Trajectory shapes

Why are we managing our coding agents based on vibes instead of their actual work habits?

Leaderboards tell us how many tasks a model solved but not how. The trajectories that they leave behind tell the story of how, but these aren’t studied as much. The tools a model prefers, and the overall “shape” of its workflow is visible through an empirical lens.

I analyzed the latest SWE-Bench Pro trajectories I could find: runs from October 2025 for Sonnet 4.5 and GPT-5, 730 task trajectories per model. I deterministically classified each step into activities like understand, edit, verify, and cleanup using only tool calls, literal command/filename matches, and regex heuristics, and then computed their share over time. This “trajectory shape” chart I got as a result is very interesting!

Here are the main work habits I see in this chart:

  1. Sonnet starts editing early (at 35%), GPT starts editing much later (at 50%)
  2. Sonnet is done with the implementation early (at 62%)
  3. Sonnet spends a LOT of time verifying after the last source edit
  4. Sonnet has to cleanup temporary files, GPT doesn’t have to
  5. GPT-5 reads a LOT to front-load context, before it starts editing (at 50%)
  6. GPT-5 barely does any verification

If I were to condense the above to “vibes”, I might say “Claude starts editing early and figures it out in the loop. GPT reads first, then goes for the one-shot.” That is also close to what people on my timeline were saying when these runs were current. For example, Eric Provencher wrote:

Now I can say the same thing with data, and with a better sense of the nuances. And once we see these habits clearly, we can stop managing agents on vibes and start steering them on evidence.

With newer models and a maintainer

I wanted to replicate this chart for Opus 4.6 and GPT-5.4, but the SWE-Bench Pro trajectories (or any other SWE-agent trajectories) for them are unavailable. I then remembered that Mario Zechner has been publishing his Pi trajectories on Hugging Face, and downloaded them.

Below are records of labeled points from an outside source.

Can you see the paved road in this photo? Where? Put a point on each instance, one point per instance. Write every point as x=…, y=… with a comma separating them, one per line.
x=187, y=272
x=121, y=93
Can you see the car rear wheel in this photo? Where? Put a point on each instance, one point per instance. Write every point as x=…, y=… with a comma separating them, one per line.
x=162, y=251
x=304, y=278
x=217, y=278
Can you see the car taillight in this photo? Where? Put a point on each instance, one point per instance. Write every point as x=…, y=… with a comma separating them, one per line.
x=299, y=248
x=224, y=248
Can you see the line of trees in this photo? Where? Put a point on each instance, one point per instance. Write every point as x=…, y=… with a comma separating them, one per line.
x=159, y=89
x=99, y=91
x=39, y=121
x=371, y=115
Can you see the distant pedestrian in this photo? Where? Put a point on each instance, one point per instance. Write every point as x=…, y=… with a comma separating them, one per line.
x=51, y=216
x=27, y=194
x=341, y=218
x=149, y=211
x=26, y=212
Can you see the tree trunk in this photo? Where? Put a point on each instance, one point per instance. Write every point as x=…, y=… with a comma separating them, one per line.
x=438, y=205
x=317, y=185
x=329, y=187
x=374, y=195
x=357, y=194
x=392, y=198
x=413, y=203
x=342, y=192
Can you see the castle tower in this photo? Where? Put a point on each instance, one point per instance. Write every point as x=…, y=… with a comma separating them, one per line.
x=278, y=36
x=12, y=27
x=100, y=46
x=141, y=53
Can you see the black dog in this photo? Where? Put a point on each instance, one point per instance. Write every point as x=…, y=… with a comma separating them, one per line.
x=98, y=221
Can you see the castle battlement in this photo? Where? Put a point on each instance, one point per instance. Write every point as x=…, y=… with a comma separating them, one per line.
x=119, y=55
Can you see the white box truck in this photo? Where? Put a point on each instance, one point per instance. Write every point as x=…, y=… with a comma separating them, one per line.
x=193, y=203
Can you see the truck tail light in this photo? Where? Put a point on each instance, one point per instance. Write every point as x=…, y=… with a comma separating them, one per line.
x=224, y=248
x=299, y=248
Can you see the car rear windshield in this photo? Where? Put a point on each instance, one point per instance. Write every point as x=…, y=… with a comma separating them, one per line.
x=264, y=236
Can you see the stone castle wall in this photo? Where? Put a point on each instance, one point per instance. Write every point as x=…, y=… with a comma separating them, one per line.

Luckily, he works through GitHub issues methodically. Each session is one issue, and one model. It kicks off with the same analysis prompt, waits for his go ahead, there is a varied amount of steering to address it, and then he wraps up explicitly to ship a fix, close the issue, leave a triage comment, and so on. Each one starts with git work (read the PR, read the comments) and ends with git work (push the change, close the issue, or do the final triage), with the source-editing loop in between.

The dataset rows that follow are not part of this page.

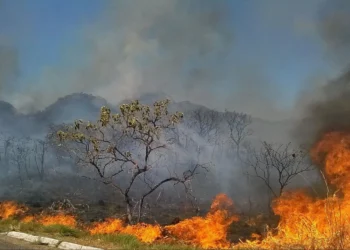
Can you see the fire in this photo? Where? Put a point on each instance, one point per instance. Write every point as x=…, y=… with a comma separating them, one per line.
x=144, y=232
x=317, y=223
x=60, y=219
x=109, y=226
x=9, y=209
x=210, y=231
x=28, y=218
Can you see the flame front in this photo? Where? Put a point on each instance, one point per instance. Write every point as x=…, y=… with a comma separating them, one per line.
x=210, y=231
x=59, y=219
x=317, y=223
x=9, y=209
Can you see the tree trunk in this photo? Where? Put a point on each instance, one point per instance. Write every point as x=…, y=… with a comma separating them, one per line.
x=128, y=210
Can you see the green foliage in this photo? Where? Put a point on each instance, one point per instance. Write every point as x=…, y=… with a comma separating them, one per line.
x=135, y=120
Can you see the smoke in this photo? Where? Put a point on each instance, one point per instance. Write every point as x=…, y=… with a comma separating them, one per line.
x=142, y=46
x=8, y=68
x=328, y=108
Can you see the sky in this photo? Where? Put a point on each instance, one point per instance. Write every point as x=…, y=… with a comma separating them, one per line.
x=275, y=50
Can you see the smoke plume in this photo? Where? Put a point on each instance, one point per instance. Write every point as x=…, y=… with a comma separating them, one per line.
x=331, y=110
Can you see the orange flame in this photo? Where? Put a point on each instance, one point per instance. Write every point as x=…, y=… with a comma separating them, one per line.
x=59, y=219
x=317, y=223
x=208, y=232
x=9, y=209
x=144, y=232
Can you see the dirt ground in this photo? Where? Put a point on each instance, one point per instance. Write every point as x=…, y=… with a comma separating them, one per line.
x=11, y=243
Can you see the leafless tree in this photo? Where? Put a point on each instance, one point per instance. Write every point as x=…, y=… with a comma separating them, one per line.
x=124, y=149
x=238, y=125
x=20, y=153
x=277, y=165
x=39, y=151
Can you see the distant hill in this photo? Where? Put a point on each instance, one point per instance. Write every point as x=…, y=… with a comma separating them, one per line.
x=87, y=107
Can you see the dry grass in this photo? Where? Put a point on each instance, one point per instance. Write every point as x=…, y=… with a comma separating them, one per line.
x=64, y=233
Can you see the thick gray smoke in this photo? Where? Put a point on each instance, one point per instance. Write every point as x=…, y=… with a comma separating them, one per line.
x=331, y=110
x=8, y=68
x=143, y=46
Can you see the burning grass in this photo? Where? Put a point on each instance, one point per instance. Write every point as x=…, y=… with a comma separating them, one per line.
x=305, y=222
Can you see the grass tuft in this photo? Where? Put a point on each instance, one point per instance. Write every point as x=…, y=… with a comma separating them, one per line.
x=125, y=241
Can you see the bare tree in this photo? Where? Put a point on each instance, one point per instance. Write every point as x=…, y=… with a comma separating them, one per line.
x=124, y=148
x=238, y=125
x=39, y=151
x=278, y=165
x=20, y=156
x=205, y=122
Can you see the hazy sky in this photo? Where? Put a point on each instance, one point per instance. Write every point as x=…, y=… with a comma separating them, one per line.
x=257, y=58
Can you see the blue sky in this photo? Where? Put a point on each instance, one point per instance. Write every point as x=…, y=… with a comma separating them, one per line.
x=42, y=30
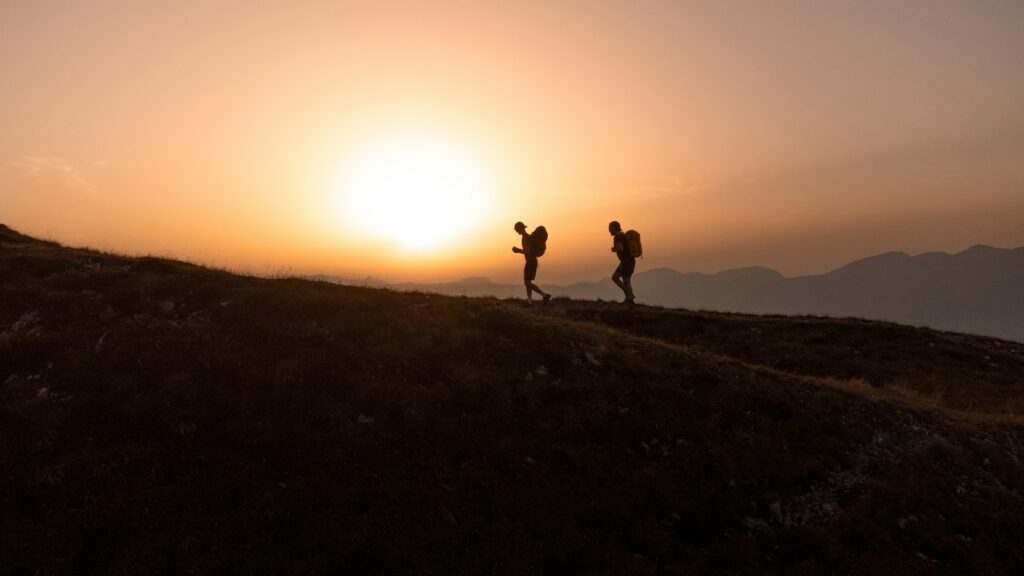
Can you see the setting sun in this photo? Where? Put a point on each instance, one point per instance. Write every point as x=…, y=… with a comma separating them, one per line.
x=418, y=193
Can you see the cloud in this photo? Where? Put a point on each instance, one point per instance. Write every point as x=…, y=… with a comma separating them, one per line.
x=674, y=190
x=50, y=165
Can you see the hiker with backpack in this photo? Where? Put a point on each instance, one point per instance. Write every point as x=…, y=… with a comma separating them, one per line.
x=627, y=246
x=534, y=246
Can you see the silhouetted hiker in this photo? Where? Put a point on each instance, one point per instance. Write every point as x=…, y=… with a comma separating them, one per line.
x=627, y=261
x=534, y=246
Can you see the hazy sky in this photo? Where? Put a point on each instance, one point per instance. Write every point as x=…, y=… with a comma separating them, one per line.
x=798, y=135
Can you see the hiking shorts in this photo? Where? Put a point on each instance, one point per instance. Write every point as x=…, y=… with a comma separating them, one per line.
x=529, y=271
x=626, y=269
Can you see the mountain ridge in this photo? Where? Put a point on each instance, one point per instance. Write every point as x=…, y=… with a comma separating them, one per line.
x=161, y=417
x=975, y=290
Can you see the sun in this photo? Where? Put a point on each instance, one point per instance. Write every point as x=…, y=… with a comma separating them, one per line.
x=417, y=192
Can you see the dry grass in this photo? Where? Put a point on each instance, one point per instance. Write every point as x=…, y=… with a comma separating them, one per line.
x=158, y=417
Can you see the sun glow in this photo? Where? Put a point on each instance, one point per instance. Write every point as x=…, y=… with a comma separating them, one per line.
x=419, y=193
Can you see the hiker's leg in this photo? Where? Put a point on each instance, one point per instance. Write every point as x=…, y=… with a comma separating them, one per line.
x=616, y=277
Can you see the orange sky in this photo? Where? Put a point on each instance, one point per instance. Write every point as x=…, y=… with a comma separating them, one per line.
x=797, y=135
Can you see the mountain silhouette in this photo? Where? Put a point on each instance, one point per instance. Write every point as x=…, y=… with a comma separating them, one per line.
x=159, y=417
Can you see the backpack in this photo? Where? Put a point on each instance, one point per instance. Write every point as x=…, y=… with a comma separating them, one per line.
x=539, y=242
x=633, y=242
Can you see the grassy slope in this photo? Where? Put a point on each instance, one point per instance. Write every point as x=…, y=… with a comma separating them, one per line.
x=161, y=417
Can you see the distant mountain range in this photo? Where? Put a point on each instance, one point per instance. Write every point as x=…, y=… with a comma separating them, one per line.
x=979, y=290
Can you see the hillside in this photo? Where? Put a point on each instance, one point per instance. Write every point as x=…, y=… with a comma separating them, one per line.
x=159, y=417
x=977, y=290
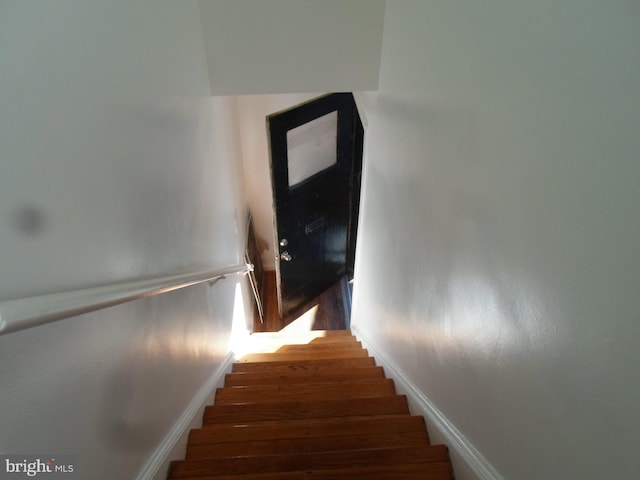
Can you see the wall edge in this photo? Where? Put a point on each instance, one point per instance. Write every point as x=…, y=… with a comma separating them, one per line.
x=418, y=401
x=173, y=444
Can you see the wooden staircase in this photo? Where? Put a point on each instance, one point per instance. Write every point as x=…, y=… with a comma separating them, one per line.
x=317, y=409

While the issue fixes make for similar trajectories to SWE-Bench Pro, I’m still changing the models, harness, and adding a maintainer, so this is not exactly an apples-to-apples comparison. To keep the trajectory-shape comparison closer to the benchmark, the Pi panels below use only the strict single-model sessions whose final title starts with Issue:. That said, the observations from the previous section still hold. The bars below each Pi panel give a rough sense of where Mario is steering more during the run; taller bars mean more intervention around that part of the trajectory. The labels mark Mario’s go ahead and wrap up moments ().

I think it’s likely that the explicit analysis prompt is pushing the understand phase to be longer. The first edit is pushed from 35% to 47%. After that, there’s a fair amount of steering, QA, critique, and validation, with verify + edit cycles, after which it wraps up. The push to verify in the SWE-agent prompt likely causes the benchmark trajectory to go on longer, and is fairly redundant.

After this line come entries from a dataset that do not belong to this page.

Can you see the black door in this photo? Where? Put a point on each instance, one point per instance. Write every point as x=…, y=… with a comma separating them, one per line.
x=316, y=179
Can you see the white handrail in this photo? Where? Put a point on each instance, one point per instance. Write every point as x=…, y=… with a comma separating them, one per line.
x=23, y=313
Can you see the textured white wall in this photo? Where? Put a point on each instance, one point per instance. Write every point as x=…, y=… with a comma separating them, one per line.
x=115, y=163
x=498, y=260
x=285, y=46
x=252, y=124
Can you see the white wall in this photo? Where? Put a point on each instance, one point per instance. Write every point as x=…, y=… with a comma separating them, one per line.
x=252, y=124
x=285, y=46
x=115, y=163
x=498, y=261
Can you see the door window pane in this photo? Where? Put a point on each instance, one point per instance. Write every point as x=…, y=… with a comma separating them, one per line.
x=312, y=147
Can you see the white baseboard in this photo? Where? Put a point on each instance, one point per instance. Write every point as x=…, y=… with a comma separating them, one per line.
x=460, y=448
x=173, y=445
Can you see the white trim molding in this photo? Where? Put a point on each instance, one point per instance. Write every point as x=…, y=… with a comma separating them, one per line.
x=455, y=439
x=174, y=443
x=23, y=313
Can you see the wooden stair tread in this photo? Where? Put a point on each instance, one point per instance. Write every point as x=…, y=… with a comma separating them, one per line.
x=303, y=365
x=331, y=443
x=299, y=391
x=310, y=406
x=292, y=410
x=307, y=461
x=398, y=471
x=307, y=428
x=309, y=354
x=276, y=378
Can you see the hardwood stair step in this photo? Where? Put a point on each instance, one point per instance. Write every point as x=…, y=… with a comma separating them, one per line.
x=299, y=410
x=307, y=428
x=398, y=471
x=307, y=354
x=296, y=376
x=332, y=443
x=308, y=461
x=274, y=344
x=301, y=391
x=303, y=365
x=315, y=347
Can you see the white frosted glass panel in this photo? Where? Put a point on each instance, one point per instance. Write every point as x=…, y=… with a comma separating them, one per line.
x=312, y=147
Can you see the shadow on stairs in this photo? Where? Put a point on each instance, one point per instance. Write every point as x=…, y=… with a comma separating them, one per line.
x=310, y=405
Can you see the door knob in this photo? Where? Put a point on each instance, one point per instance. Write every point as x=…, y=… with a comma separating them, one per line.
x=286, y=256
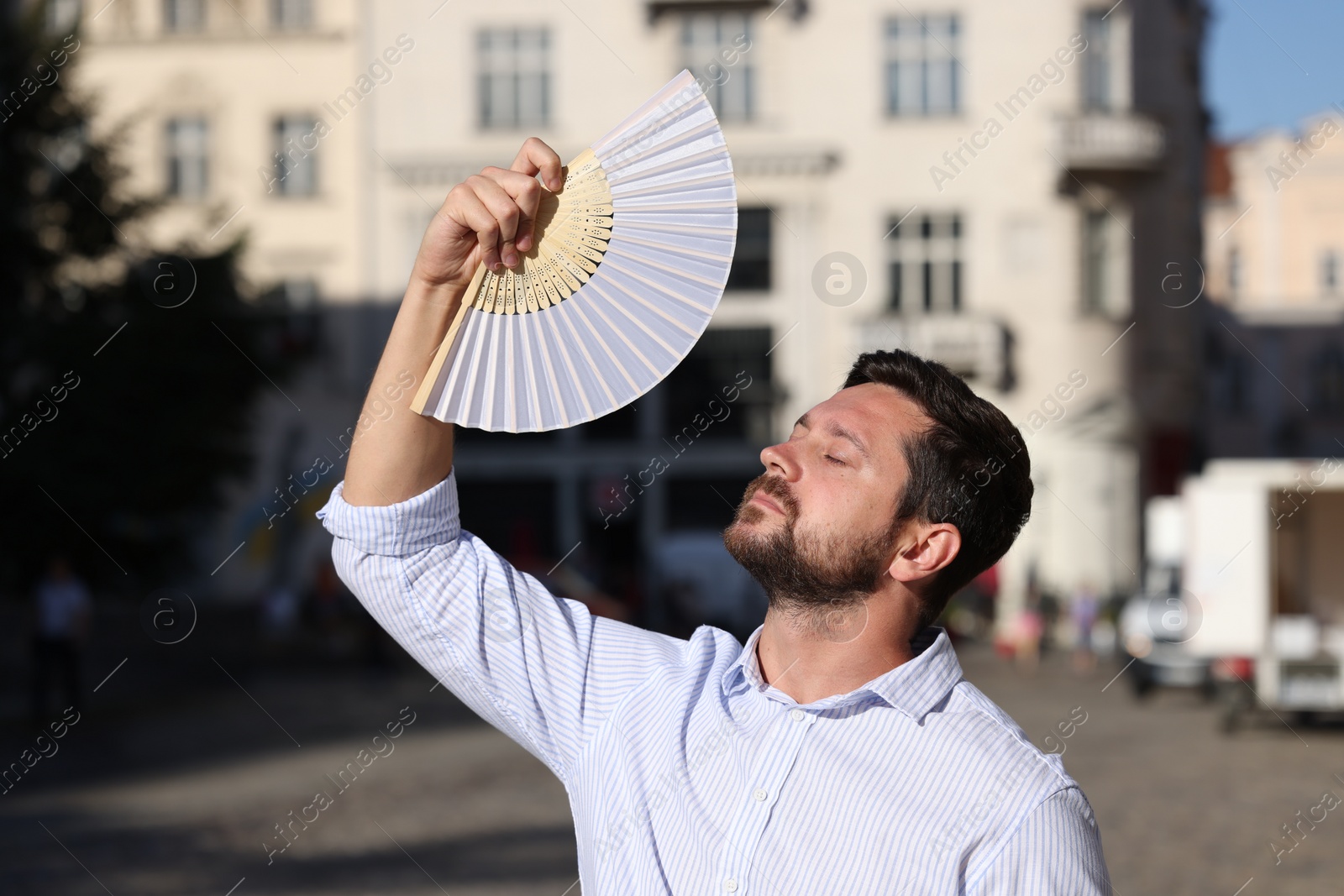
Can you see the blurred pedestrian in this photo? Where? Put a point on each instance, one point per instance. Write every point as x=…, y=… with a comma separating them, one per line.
x=1084, y=610
x=62, y=629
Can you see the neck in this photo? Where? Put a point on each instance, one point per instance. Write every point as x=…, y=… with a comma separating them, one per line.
x=811, y=656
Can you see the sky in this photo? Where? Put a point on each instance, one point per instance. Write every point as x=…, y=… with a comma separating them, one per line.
x=1269, y=63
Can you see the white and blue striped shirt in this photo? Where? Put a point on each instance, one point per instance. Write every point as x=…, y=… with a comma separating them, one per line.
x=687, y=773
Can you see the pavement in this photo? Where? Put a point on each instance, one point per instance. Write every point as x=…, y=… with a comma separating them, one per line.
x=185, y=795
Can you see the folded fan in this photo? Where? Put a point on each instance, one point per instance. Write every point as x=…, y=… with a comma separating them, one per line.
x=629, y=264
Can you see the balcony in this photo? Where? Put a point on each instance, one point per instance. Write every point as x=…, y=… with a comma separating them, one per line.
x=974, y=347
x=1110, y=141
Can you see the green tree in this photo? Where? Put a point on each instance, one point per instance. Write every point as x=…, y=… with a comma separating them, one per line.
x=127, y=376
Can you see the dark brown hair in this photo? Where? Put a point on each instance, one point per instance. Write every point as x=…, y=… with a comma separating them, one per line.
x=969, y=468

As with Claude, the analysis prompt makes GPT go on even longer, pushing the first edit from 50% to 63%. However, the edit duration has reduced significantly from 40% to 23%. I suspect this is a combination of the model upgrade and Mario’s steering towards “minimal” and “concise” solutions.

Why compare trajectory shapes?

Trajectories are traces of learned workflows. RL shapes both micro preferences, like which tools a model uses, and macro preferences, like the overall workflow it follows from problem statement to verified solution. To study those macro patterns, one trajectory is not enough; you need a corpus. And to compare a corpus, you need normalization. So, each trajectory is mapped onto the same 0–100% start-to-finish frame so that the aggregate shape reflects the learned workflow. For instance, see the difference in trajectory lengths of the SWE-Bench Pro:

Mean steps as the dot, p25–p75 as the bar, on a fixed 0–100 scale.

0 50 100
steps
SWE agent Sonnet 4.5
730 tasks · 43.7% resolved
77.5
63–89
SWE agent GPT-5
730 tasks · 36.3% resolved
59.5
34–76
Mario + Pi · Opus 4.5/4.6
49 sessions · 98.0% completed
30.9
16–35
Mario + Pi · GPT-5.4
77 sessions · 96.1% completed
40.6
27–52

Further, tool calls are normalized by structural intent rather than literal tool identity, so that equivalent actions can be compared across harnesses. In this study, I normalised tool calls across SWE-agent and Pi, and the table below documents that taxonomy.

So, if you recognize these patterns in your agents, and they don't fit your task at hand, you could steer them accordingly.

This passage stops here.